ALEXANDRIA, Va. – Two British men charged with helping the Islamic State group carry out executions and ransom negotiations for Western hostages pleaded not guilty Friday in a federal court.

El Shafee Elsheikh and Alexanda Kotey are identified by authorities as two of four men who were dubbed “the Beatles” by hostages, who took note of their British accents.

They were indicted this week in U.S. District Court in Alexandria, Virginia, on charges including hostage-taking resulting in death and providing material support to terrorists.

The indictment charges the men in connection with the deaths of four American hostages — journalists James Foley and Steven Sotloff and aid workers Peter Kassig and Kayla Mueller — as well as European and Japanese nationals who were also held captive.

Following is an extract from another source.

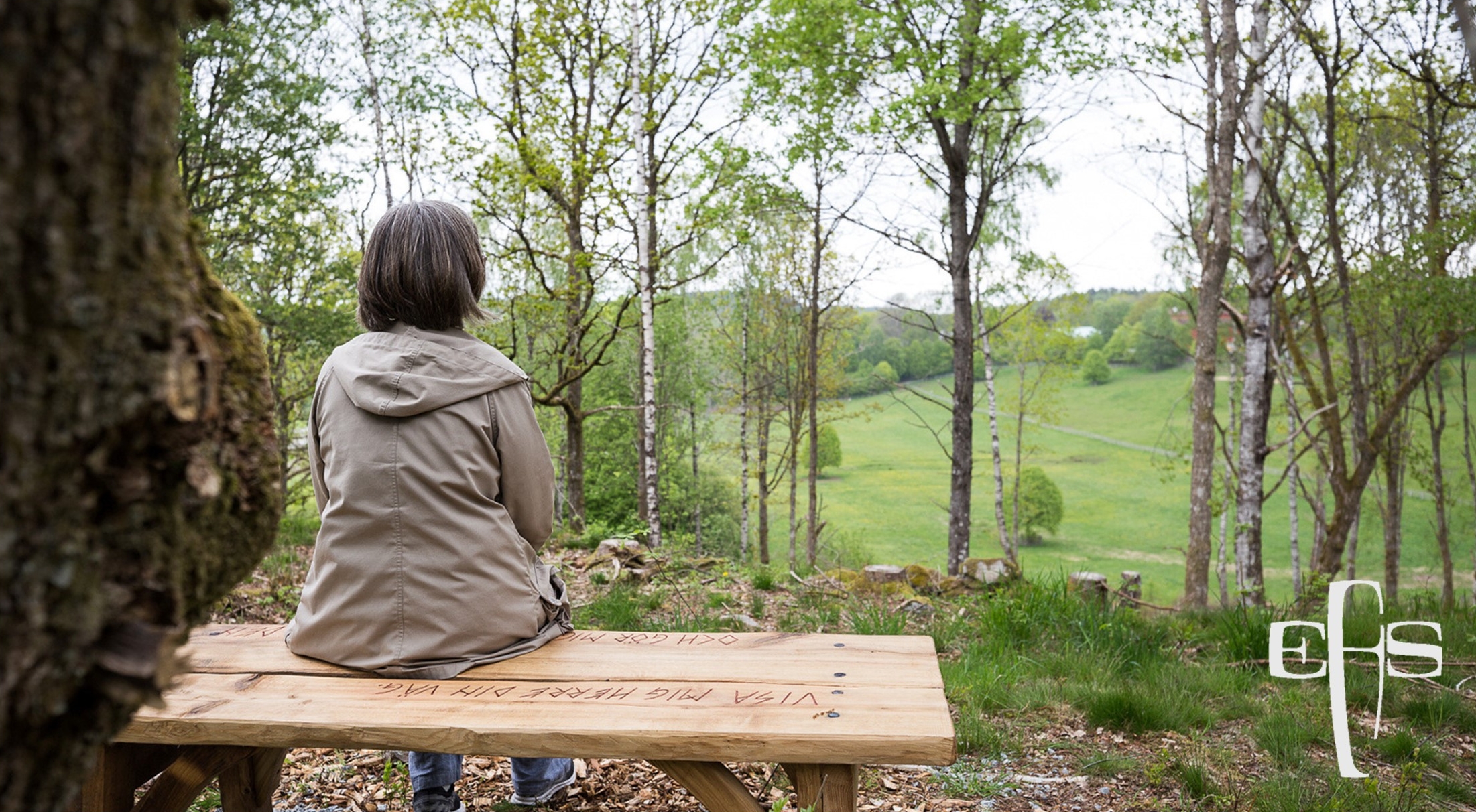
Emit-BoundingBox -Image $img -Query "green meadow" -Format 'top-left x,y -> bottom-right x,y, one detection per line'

At a brief hearing Friday in the court just outside Washington, D.C., the two men pleaded not guilty and requested a jury trial. No trial date was set after both men waived their right to a speedy trial because of the case's complexity. A status hearing was set for Jan. 15 to set a trial date then.

The men appeared for both hearings via a video hookup from the Alexandria jail, handcuffed and wearing green jail jumpsuits. At their initial appearance Wednesday, the magistrate made an offhand remark that one of the two has tested positive for the coronavirus, but authorities have declined to confirm anything related to their medical status.

The men were transferred from American military custody to stand trial in civilian court after the United Kingdom agreed to share evidence it had on the men. The information was shared only after U.S. Attorney General William Barr promised that the men won't face the death penalty.

Five of the eight counts each man faces, though, carry a mandatory minimum life prison sentence if convicted.